Datasets for testing

AF091148.fsa is a tiny dataset with 180,704 nt in 1,403 seqs, from 103 to 137 nt (avg 129).

BioMarKs.fsa is a larger dataset with 119,117,805 nt in 312,503 seqs, from 2 to 532 nt (avg 381).
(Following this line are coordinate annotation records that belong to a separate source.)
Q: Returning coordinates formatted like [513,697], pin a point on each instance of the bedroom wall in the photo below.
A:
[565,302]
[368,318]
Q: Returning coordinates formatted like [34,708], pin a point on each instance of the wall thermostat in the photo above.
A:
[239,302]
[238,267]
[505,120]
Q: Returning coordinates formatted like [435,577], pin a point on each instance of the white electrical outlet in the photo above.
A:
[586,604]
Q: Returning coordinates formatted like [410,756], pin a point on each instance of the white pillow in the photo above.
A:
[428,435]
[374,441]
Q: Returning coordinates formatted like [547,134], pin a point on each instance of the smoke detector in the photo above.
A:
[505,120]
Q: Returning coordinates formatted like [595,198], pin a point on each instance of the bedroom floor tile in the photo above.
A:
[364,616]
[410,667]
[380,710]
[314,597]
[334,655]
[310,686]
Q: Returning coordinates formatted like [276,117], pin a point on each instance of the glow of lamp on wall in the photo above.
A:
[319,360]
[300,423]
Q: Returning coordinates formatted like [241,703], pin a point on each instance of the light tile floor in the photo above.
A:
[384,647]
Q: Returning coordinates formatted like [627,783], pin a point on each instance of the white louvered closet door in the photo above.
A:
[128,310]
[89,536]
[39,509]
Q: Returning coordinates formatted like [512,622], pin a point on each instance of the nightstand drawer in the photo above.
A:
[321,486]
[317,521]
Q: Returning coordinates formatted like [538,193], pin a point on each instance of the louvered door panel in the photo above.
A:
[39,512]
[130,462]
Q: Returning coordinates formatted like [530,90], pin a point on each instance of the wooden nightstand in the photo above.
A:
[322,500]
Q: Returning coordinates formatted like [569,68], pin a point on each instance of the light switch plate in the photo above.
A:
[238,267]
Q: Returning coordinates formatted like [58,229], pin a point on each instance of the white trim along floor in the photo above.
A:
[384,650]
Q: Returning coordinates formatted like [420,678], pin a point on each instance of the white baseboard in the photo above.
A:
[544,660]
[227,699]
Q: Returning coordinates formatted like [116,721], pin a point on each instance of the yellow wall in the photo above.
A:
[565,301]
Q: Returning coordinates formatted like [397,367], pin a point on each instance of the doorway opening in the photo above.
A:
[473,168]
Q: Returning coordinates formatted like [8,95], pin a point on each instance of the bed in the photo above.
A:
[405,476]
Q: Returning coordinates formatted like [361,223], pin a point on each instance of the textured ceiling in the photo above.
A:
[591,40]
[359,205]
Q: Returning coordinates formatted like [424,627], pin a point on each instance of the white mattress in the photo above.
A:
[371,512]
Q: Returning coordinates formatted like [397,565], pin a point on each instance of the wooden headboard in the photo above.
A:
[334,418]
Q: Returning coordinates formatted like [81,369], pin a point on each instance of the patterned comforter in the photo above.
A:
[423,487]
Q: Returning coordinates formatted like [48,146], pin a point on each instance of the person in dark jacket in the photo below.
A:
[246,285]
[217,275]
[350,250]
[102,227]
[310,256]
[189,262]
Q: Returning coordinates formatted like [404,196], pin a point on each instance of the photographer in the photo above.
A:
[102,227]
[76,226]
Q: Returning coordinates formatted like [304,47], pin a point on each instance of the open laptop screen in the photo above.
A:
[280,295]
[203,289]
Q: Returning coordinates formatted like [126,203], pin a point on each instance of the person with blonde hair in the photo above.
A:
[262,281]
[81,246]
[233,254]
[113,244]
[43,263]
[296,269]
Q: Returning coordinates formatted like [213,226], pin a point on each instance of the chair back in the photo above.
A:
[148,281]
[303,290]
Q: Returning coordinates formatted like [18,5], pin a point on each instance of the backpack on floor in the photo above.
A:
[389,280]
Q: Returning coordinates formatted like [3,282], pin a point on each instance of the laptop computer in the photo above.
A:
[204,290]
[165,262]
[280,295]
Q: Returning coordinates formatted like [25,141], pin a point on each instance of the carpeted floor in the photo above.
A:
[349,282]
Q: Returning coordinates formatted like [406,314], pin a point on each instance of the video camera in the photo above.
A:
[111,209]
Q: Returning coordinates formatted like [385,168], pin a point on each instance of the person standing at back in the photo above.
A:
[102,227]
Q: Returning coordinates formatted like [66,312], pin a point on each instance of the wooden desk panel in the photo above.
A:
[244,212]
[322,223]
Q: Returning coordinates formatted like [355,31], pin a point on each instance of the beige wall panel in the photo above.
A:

It is compressed with gzip due to GitHub's 100MB file size limit.

constaint.fsa.bz2 - fasta file for constraint checking, i.e. special cases such as 2048-long reads that can break the code

PR2-18S-rRNA-V4.fsa is the latest 18S rRNA V4 reference from PR2 (http://ssu-rrna.org/).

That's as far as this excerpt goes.